Un jour alors que j’étais allongée sur la plage entrain de lire les potins d’un de ses magazines people dont je raffolais quelqu’un m’aborda :
- Excusez moi mademoiselle vous travaillez au Tiki hôtel n’est-ce pas ?
- Oui et comme vous le voyez, je ne suis pas en service, donc je n’ai pas de temps à vous consacrez dis-je sans même regarder mon interlocuteur
- Je suis désolé de vous déranger mais j’ai vraiment besoin que vous m’aidiez, je me suis perdu et…
- Vous n’avez pas l’air de comprendre ce que je viens de vous dire, je fis enfin face à mon interlocuteur, il était grand, musclé, brun aux yeux verts le teint légèrement hâlé, je le trouvais plutôt mignon mais j’étais toujours aussi énervée, Je ne travaille pas aujourd’hui, dis-je en appuyant sur chaque syllabe en anglais I don’t work today, en espagnol yo no trabajo hoy et si vraiment vous n’avez pas compris je vous le dirais en wolof ligueyouma tay ! c’est bon votre cerveau a assimilé l’information ?
- Cela a le mérite d’être clair, mais s’il vous plaît aidez moi je vous assure que ca fait une demie heure que je tourne ne rond et je n’arrive pas à me retrouver
- Ok c’est bon, c’est bon, vous longez la plage toujours tout droit…
- Euh… je pense qu’il serait préférable que vous m’accompagniez on m’a donné le même renseignement, il y a 10 minutes et j’en suis toujours au même point, allez s’il vous plaît accompagnez moi dit-il avec un sourire en coin auquel je ne pus résister
- Pff ! ok je vous emmène, suivez moi
Je rangeais mon bazar, remis ma robe de plage et mes tongs et je lui servis de guide jusqu’au Tiki hôtel, il m’apprit durant le trajet qu’il s’appelait Jean- Claude Pitas, qu’il était gardien de la paix en France et de passage à Somone pour quelques semaines de vacances.
Une fois arrivés à destination j’en profitai pour saluer quelques collègues.

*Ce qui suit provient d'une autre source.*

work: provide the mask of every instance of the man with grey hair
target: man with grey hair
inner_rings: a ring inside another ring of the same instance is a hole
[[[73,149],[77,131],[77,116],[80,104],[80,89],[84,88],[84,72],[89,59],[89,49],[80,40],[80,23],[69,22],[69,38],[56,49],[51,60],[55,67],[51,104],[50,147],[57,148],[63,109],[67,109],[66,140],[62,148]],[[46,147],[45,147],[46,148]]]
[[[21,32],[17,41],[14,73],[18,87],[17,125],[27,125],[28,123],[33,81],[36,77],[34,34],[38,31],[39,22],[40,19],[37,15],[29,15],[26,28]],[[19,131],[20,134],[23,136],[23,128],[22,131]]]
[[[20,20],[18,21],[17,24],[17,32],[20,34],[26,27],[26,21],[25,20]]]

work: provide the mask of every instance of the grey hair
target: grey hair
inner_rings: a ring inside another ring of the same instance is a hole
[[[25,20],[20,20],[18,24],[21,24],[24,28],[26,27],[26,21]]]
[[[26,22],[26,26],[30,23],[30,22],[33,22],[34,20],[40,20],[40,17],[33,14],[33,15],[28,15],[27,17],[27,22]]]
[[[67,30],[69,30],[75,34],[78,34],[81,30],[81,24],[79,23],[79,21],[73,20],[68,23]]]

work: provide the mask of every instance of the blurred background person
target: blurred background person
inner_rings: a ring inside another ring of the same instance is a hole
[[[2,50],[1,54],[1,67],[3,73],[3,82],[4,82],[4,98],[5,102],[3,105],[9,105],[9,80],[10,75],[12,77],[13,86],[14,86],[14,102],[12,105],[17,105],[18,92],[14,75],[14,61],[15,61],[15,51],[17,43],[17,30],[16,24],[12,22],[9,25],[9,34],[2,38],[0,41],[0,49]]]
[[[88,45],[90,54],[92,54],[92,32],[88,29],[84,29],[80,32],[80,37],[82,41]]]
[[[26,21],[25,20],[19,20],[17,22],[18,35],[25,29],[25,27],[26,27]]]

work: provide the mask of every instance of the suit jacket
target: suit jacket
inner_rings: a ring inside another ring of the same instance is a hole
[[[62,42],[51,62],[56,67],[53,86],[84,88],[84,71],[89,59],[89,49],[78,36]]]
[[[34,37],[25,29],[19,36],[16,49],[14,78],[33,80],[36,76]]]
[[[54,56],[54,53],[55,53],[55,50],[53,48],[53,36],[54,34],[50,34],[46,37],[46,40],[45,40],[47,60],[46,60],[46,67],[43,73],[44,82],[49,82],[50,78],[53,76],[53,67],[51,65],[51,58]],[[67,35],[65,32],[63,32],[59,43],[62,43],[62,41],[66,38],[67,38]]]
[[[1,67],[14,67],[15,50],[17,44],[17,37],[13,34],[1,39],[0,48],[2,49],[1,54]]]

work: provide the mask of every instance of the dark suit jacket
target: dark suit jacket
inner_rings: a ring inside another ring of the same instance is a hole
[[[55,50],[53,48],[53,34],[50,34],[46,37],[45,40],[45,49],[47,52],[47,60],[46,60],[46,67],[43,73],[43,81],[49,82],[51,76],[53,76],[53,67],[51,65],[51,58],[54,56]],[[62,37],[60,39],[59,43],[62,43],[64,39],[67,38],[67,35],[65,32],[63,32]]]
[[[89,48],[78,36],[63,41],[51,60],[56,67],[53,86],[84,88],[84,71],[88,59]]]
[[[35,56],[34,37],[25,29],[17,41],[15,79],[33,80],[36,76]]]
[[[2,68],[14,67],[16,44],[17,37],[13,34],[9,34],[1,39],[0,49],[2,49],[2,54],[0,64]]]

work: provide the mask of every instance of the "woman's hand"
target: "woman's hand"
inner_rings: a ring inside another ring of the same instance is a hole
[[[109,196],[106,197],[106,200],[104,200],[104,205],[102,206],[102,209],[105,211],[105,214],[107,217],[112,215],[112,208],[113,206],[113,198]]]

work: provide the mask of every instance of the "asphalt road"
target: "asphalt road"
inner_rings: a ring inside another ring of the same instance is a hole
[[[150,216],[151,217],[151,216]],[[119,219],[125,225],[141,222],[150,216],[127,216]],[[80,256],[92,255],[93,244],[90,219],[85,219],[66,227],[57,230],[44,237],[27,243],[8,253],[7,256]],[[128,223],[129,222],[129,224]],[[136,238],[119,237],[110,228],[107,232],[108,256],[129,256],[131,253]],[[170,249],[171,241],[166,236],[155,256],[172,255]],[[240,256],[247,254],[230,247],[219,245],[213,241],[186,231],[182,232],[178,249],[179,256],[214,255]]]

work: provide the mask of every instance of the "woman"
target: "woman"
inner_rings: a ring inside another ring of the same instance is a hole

- Est-ce qu’on se reverra ?
- C’est fort possible puisque je travaille ici
- Oui c’est vrai dit-il visiblement troublé à demain alors ?
- C’est ca à demain
Sans me l’avouer vraiment, j’étais troublée aussi, JC m’intriguait, il était vraiment beau, je ne tardais pas à ne plus pouvoir le chasser de mon esprit. Il me fit la cour assidument, il semblait tellement amoureux et mon cœur finit par capituler. Tout se passa très vite, il prolongea son séjour et demanda ma main. C’était la première vraie proposition que j’avais reçue depuis longtemps, tous les mecs avec qui j’étais sortie avant ne souhaitaient pas s’engager. Je le présentais donc à mes parents et leur fit part de ses intentions à mon égard. Mon père s’y opposa farouchement, je me rappelle encore de la discussion houleuse que nous eûmes ce jour là :
- Ne discutes pas Sali, tu ne l’épouseras pas
- Mais papa on s’aime, je t’assure que c’est vrai, je n’ai jamais ressenti ca avant
- Ma fille, tu es jeune, tu as toute la vie devant toi pour te marier, mais tu dois d’abord vivre tes propres expériences, voyager…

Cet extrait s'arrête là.